Le complément de ressources a été supprimé à compter du 1er décembre 2019. Conformément à l’article 266 de la loi n°2018-1317 du 28 décembre 2018, les bénéficiaires des dispositions de l’article L. 821-1-1 du code de la sécurité sociale dans leur rédaction antérieure à la présente loi qui, au 1er décembre 2019, ont des droits ouverts au complément de ressources continuent, tant qu’ils en remplissent les conditions d’éligibilité, à bénéficier de ces dispositions, dans la limite d’une durée de dix ans, selon les modalités en vigueur avant cette date.
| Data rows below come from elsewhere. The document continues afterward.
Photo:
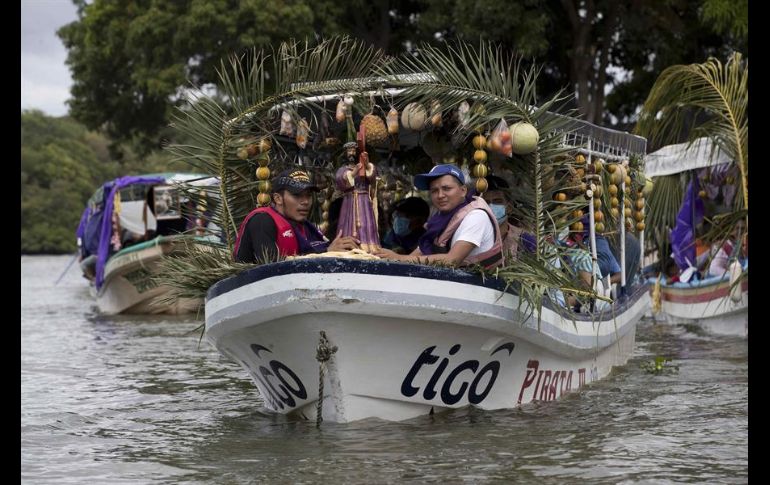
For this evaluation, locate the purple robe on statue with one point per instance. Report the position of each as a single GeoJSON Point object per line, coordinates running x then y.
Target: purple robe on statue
{"type": "Point", "coordinates": [358, 216]}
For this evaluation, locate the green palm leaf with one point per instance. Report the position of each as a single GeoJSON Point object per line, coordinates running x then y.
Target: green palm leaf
{"type": "Point", "coordinates": [713, 94]}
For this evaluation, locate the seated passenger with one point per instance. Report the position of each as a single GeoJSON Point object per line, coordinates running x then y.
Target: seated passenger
{"type": "Point", "coordinates": [409, 217]}
{"type": "Point", "coordinates": [282, 229]}
{"type": "Point", "coordinates": [463, 231]}
{"type": "Point", "coordinates": [499, 199]}
{"type": "Point", "coordinates": [721, 260]}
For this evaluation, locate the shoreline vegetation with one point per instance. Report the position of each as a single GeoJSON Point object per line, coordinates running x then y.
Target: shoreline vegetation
{"type": "Point", "coordinates": [62, 163]}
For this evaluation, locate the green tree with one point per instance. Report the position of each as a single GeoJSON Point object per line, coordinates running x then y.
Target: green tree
{"type": "Point", "coordinates": [132, 61]}
{"type": "Point", "coordinates": [62, 164]}
{"type": "Point", "coordinates": [703, 100]}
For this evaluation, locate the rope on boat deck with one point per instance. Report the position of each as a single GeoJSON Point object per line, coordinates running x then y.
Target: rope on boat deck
{"type": "Point", "coordinates": [323, 354]}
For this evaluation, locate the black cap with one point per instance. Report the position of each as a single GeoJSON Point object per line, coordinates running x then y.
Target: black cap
{"type": "Point", "coordinates": [496, 183]}
{"type": "Point", "coordinates": [294, 180]}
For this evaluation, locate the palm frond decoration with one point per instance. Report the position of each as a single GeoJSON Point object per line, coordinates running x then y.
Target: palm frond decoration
{"type": "Point", "coordinates": [703, 100]}
{"type": "Point", "coordinates": [305, 76]}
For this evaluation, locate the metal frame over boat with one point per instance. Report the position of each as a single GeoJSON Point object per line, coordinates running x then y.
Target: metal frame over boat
{"type": "Point", "coordinates": [411, 339]}
{"type": "Point", "coordinates": [718, 304]}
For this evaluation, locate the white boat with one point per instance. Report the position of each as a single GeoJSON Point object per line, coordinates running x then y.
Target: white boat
{"type": "Point", "coordinates": [715, 304]}
{"type": "Point", "coordinates": [411, 340]}
{"type": "Point", "coordinates": [129, 224]}
{"type": "Point", "coordinates": [129, 286]}
{"type": "Point", "coordinates": [718, 304]}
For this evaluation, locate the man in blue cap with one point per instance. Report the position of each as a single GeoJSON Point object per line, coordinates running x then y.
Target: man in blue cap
{"type": "Point", "coordinates": [463, 231]}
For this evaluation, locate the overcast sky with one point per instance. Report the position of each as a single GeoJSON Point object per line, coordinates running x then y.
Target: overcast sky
{"type": "Point", "coordinates": [45, 79]}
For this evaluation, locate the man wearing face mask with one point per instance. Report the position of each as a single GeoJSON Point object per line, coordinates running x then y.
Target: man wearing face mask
{"type": "Point", "coordinates": [408, 224]}
{"type": "Point", "coordinates": [498, 198]}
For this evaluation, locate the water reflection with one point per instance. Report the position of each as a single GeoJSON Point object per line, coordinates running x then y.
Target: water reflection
{"type": "Point", "coordinates": [136, 398]}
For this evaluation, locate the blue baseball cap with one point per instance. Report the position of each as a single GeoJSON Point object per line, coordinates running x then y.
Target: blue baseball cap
{"type": "Point", "coordinates": [422, 181]}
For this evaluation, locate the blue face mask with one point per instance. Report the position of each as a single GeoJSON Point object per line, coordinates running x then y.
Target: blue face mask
{"type": "Point", "coordinates": [401, 225]}
{"type": "Point", "coordinates": [499, 211]}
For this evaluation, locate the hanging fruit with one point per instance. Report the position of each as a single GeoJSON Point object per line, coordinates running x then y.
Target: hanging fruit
{"type": "Point", "coordinates": [263, 173]}
{"type": "Point", "coordinates": [524, 138]}
{"type": "Point", "coordinates": [339, 114]}
{"type": "Point", "coordinates": [376, 132]}
{"type": "Point", "coordinates": [480, 170]}
{"type": "Point", "coordinates": [414, 117]}
{"type": "Point", "coordinates": [435, 113]}
{"type": "Point", "coordinates": [287, 127]}
{"type": "Point", "coordinates": [481, 185]}
{"type": "Point", "coordinates": [303, 131]}
{"type": "Point", "coordinates": [392, 121]}
{"type": "Point", "coordinates": [462, 113]}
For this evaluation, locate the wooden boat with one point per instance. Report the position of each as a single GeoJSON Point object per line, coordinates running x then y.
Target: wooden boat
{"type": "Point", "coordinates": [123, 238]}
{"type": "Point", "coordinates": [363, 338]}
{"type": "Point", "coordinates": [411, 339]}
{"type": "Point", "coordinates": [718, 304]}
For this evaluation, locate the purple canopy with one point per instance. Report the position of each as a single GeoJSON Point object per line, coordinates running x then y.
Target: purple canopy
{"type": "Point", "coordinates": [683, 235]}
{"type": "Point", "coordinates": [106, 230]}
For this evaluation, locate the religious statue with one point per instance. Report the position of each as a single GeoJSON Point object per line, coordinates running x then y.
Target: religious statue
{"type": "Point", "coordinates": [358, 183]}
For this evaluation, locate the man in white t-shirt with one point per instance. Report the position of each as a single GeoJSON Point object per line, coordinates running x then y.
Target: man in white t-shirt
{"type": "Point", "coordinates": [463, 231]}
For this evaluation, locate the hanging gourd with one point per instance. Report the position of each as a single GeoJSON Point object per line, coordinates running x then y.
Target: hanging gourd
{"type": "Point", "coordinates": [263, 173]}
{"type": "Point", "coordinates": [392, 121]}
{"type": "Point", "coordinates": [524, 138]}
{"type": "Point", "coordinates": [414, 117]}
{"type": "Point", "coordinates": [287, 127]}
{"type": "Point", "coordinates": [341, 111]}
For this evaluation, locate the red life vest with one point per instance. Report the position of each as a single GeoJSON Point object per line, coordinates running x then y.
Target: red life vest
{"type": "Point", "coordinates": [285, 238]}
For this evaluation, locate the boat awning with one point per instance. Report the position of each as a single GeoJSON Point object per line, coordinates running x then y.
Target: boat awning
{"type": "Point", "coordinates": [679, 158]}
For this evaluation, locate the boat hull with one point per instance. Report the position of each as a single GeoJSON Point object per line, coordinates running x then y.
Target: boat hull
{"type": "Point", "coordinates": [128, 286]}
{"type": "Point", "coordinates": [709, 306]}
{"type": "Point", "coordinates": [410, 340]}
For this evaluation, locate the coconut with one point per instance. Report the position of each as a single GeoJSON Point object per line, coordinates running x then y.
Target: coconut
{"type": "Point", "coordinates": [524, 138]}
{"type": "Point", "coordinates": [414, 116]}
Ainsi que l’a justement relevé le premier juge, l’article L.821-1-1 du code de la sécurité sociale qui précisait les critères permettant d’obtenir le complément de ressources a été abrogé par la loi du 28 décembre 2018 pour être remplacé par la Majoration pour Vie Autonome, prestation attribuée par la CAF.
Mme [G] ne peut donc prétendre au versement du complément de ressources.
Le jugement sera donc confirmé sur ce point également.
Mme [G] qui succombe sera condamnée aux éventuels depens d’appel.
PAR CES MOTIFS
La Cour, statuant publiquement et contradictoirement, par mise à disposition au greffe :
Confirme en toutes ses dispositions le jugement déféré ;
Y ajoutant,
Condamne Mme [H] [G] aux dépens exposés en appel.
Prononcé par mise à disposition de l’arrêt au greffe de la cour, les parties en ayant été préalablement avisées dans les conditions prévues au deuxième alinéa de l’article 450 du code de procédure civile.
Signé par Madame Marie-Bénédicte JACQUET, conseillère, faisant fonction de présidente, et par Madame Juliette DUPONT, greffière, à laquelle la magistrate signataire a rendu la minute.